Political differences do not mean things are not worrisome. The fear in Lebanon is that a spark from an incident will lead to a cycle of violent behavior that gradually escalates as the casualty toll rises. At some stage, even intervention by the army can be counterproductive, as arrests provoke anger that will not subside.

March 14 will not readily go back on its pledge to avoid participating in the national dialogue. But that doesn’t mean that President Michel Suleiman cannot organize a smaller dialogue forum, under his auspices perhaps with the backing of religious figures, to address the specific matter of neighborhood conflicts. There would be no political program here; only agreement to dismantle sectarian time bombs.
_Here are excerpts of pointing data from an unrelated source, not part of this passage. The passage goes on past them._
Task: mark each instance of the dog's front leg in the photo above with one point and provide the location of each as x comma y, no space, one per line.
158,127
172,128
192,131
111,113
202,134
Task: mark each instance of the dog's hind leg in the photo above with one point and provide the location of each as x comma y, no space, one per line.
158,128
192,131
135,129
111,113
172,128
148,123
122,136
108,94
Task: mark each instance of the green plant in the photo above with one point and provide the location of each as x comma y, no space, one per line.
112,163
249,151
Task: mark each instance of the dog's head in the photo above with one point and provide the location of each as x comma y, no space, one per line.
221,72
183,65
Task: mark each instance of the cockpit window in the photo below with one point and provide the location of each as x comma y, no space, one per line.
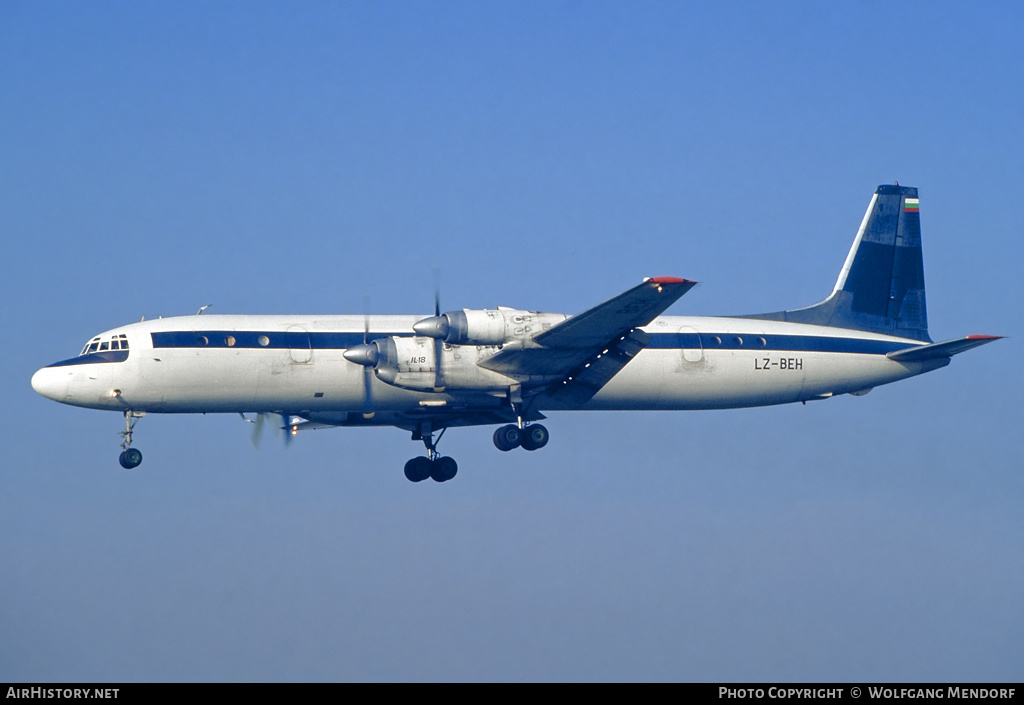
96,345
Ultimately, the president might consider expanding the number of participants, though it would be best at first to keep the numbers limited until momentum is achieved. There is no point in allowing the dialogue to break down immediately as some parties engage in brinkmanship in order to burnish their reputation. As a former army commander, and as someone neither Sunni nor Shiite, Suleiman is particularly suitable to lead such a discussion.

For all this to have true meaning, it should be extended to ordinary individuals in both communities. Non-governmental organizations can be enlisted to guide the effort. Sunnis and Shiites can be brought together in numerous local contexts to reaffirm their desire to live in peace. One dreads to imagine what a conflict would mean to people living cheek by jowl in mixed neighborhoods, an additional incentive to persuade people to participate in a dialogue effort.

A dialogue along these lines is not about politics, so the parties should not allow politics to undermine the effort. It is about reducing ill feeling and building the means to deactivate any movement toward discord. It is about making sure that Lebanon does not sink into a war that would devastate a country that has already suffered enough.